I am not sure. Lets look at the major activities, which people like to do in the more advanced virtual worlds:
Activities for which Home (currently?) is not well suited
For those, who like to go clubbing ... there are no clubs and there is no way to play individual music streams. For those who like to decorate their virtual homes, there are no decorative elements available other than two dozen pieces of furniture two cacti and two plants. For those who like to “play Barbie”, the selection of clothes is too limited. For those, who like to go shopping … there is not much to buy. For those, who are looking for virtual romance, the platform is severly limited. You cannot style your avatar sexy, or elegant or … “different” at all. Virtual sex is nearly impossible. Avatars cannot move in any other way than by applying two dozen pre-defined moves and text chat is automatically censored. For those, who like to “create stuff”, there is no way to do that. For those who like to “play entrepreneur”, there is no way to deal with other avatars. For those, who like to explore, there is one Main Plaza and less than 10 other locations.

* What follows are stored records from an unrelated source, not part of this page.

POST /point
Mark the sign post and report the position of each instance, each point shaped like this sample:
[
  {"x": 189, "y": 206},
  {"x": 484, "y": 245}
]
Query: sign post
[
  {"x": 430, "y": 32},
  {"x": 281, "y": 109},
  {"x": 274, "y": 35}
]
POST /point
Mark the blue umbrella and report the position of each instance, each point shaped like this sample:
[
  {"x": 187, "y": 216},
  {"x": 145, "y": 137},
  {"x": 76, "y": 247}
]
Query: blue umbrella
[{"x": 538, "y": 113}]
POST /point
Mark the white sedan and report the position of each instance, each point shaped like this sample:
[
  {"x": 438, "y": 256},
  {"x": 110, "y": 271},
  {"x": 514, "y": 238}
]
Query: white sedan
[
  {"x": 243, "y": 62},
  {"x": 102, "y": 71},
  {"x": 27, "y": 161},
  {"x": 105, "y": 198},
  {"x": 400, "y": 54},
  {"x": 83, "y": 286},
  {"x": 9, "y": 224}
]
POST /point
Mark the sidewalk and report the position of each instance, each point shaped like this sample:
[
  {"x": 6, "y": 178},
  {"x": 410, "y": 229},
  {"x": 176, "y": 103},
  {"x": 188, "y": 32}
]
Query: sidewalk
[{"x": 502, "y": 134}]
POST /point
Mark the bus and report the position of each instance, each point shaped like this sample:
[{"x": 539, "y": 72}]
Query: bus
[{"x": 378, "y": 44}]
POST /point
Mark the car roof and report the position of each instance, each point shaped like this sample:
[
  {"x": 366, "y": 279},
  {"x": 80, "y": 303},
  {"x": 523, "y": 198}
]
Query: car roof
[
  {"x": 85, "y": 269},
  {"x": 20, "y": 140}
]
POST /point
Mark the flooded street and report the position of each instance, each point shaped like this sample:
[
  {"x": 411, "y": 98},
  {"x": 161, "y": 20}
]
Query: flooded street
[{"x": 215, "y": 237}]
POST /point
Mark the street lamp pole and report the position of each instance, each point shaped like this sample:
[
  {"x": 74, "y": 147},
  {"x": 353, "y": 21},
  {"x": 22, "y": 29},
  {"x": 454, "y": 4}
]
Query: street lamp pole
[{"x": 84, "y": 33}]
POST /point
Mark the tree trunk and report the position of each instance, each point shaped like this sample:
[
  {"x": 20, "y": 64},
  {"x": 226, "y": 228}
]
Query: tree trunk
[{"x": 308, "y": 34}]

I know that this might sound utterly unfair. Home is still in early beta, of course. I am afraid, that some of the limitations I have mentioned, are intentional, though, and not a sign of an unfinished platform. I can’t be sure of that. Sony did not publish any kind of development roadmap. But there are certain indicators about the direction Sony is going and about which business model they are trying to apply.
In its current incarnation, Home is basically a relatively small chat platform with a few dozen different “rooms”.